Come just as you are and receive Jesus.
Give yourself to him in fully and He will make you a new creation.
Come to Jesus, not to get saved, or to get found, or to be
made whole. That will happen, but come and
reorient your life so that He is Lord in all things.
But, “hate your father and mother?” Really? In Jesus’ day, a rhetorical technique was to
indicate a preference by holding two things side-by-side and then stating
hatred for one and love for the other.
It was not hatred such as Hitler hated Jews. It was not an evil, emotion-driven
attitude. It was a clear, unwavering
choice.
As cited in the examples above, Musa had to choose Jesus
against his parents’ will. In fact, his
father became a mortal enemy. My friend
had to choose loyalty to Jesus over the approval of his Buddhist mother. We know Jesus honored family relations. The mother of his disciples, the brothers
James and John, was also one his followers.
His own mother was one of his followers.
He did not despise family relations.
He simply and directly put them in their place. Our families, our spouses, our closest ties
fall in line after our devotion to Jesus.
It helped me to go through Luke 14 and note the people who
became his followers. As the chapter
opens, Jesus is a Sabbath Day house guest of a leading Pharisee. All at the meal guests jockey for the best
seat. Jesus says when they are guests,
they should humble themselves and sit in the lowest position.
When they host parties, they should invite people at the
bottom of society’s standings. They
should invite “the poor, the crippled, the lame, and the blind” (14:13). he would tell us to invite into our homes,
the refugee, the mentally ill, the illegal immigrant, and homeless person.

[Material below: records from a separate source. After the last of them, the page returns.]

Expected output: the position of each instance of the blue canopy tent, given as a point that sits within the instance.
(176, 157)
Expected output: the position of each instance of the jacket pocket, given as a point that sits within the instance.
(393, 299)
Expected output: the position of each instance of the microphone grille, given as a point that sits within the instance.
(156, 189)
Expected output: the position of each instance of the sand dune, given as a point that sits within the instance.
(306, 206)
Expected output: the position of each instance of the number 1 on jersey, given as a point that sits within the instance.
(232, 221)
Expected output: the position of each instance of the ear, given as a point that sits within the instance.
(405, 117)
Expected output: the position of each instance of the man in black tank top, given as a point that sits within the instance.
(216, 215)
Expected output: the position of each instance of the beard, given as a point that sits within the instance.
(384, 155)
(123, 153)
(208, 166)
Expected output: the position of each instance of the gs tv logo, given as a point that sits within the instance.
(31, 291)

Jesus then tells a parable about a wedding banquet in the
Kingdom of God. All the important people
invited send regrets. One has to check a
new piece of land; another has to see the oxen he’s just bought; and a is couple
on their honeymoon. So the Lords call
others in to fill the empty chairs: the poor, the crippled, the lame, and the
blind. Jesus also mentions drifters in
the dark corners of society, people far from the mainstream.

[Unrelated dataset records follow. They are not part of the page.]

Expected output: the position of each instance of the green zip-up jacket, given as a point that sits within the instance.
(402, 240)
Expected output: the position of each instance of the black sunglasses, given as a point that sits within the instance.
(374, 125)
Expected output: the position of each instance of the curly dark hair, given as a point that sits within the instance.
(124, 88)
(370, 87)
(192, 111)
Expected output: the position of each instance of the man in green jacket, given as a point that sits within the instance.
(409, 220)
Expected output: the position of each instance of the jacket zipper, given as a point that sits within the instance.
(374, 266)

On the first Sunday of Lent, we talked about Jesus’
attraction to the least desirable of people.
He came for the poor, not the rich.
We saw this in Mark chapter 2, when Jesus called a tax collector to be a
disciple and dined with prostitutes and sinners of all types.

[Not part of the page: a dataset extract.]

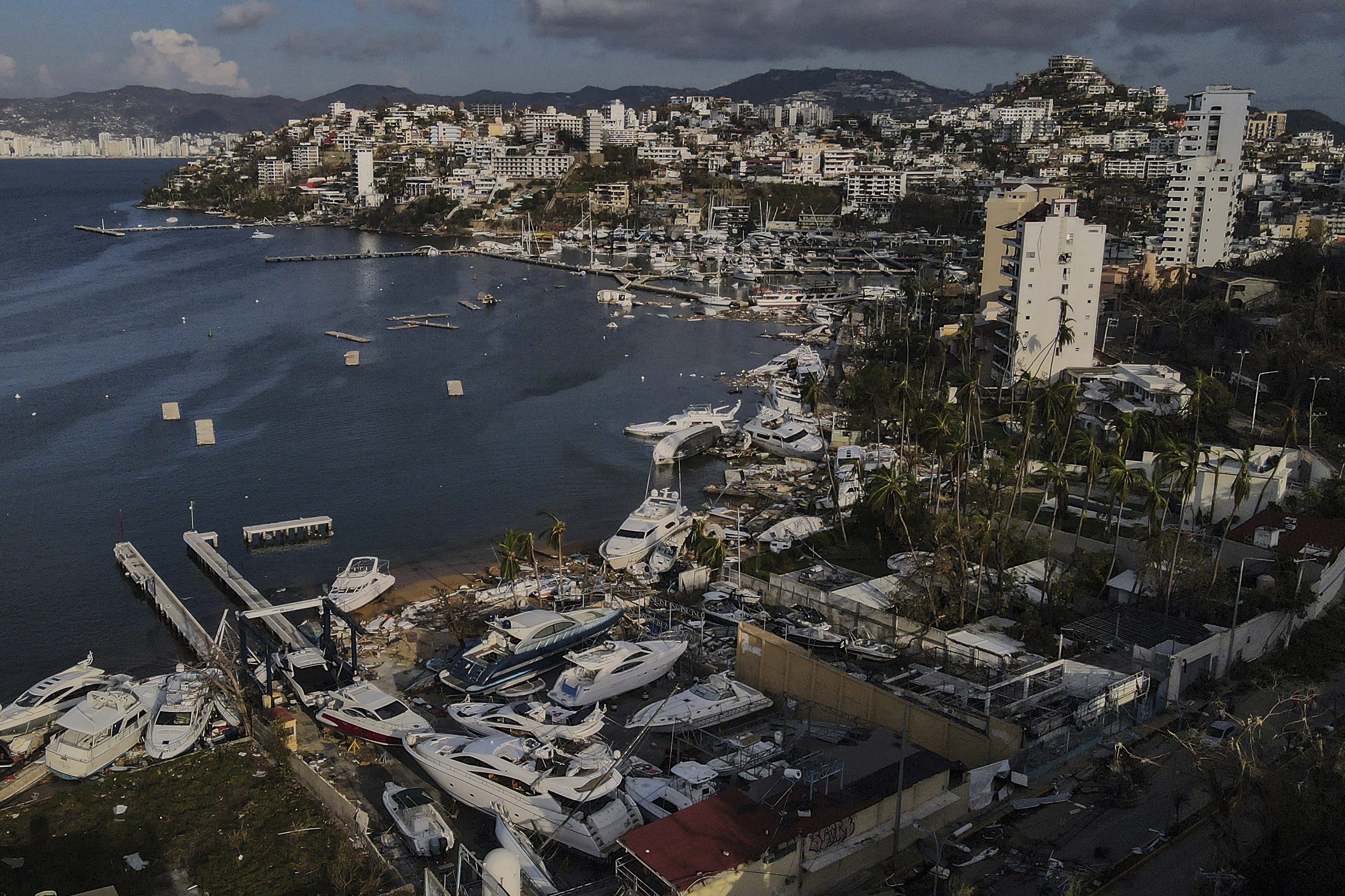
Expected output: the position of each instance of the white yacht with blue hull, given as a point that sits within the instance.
(520, 646)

In the disciple life, we welcome an endless stream of people
who don’t look like what we might say a Sunday morning crowd looks like. But that’s the way of Jesus, so we have to
change our idea of what a Sunday morning crowd is. Well, if we want Sundays at our church to be
welcoming to Him, then we have to welcome and love who he welcomed and loved.
His priorities set ours.
If that happens, then we become a church that would be quite comfortable
with him as pastor. If our families or
friends are shocked at the decisions we make that are out of step with
materialist American culture but aligned with Jesus we aren’t surprised. He said, we’d have to hate mom and dad.
We understand this doesn’t mean hate as an emotion. It means we’re in the Gospel and so we walk
the way of Jesus regardless of what mom or dad or husband or wife or friend
think. We invite those we love most to
come to the cross with us. But we go
whether they come or not.
That’s what it means to be all-in with Jesus. There is no other way to be a Christian. The only kind of Christ-follower is the
extreme Christ-follower. Any other way
is just playing at Christianity.
I end with a thought on when we do go all-in. The Kingdom is a massive party – bigger than
any wedding reception or inaugural ball.
The poor, the crippled, the lame, the blind, the lost, the found, the brown,
the yellow, the black, the white, you, me – we’re all there.
But something has changed.
We’re in resurrected bodies, which cannot be blind. Resurrected bodies cannot be lame or
crippled. We’ll call them “the healthy
and the strong.” Resurrected bodies
cannot be addicts or junkies. We’ll call
them “the whole and the clean.”
We’re with Jesus at God’s table. We’re all beloved and all together. Your mom.
My dad. You. Me.
We’re all there, in the Kingdom, with Jesus, at the Father’s Table.
We live in blessed relationship with God now, tasked to be
witnesses for the Gospel in the world today.
And we anticipate the table of God.
That is our destination when we are all-in.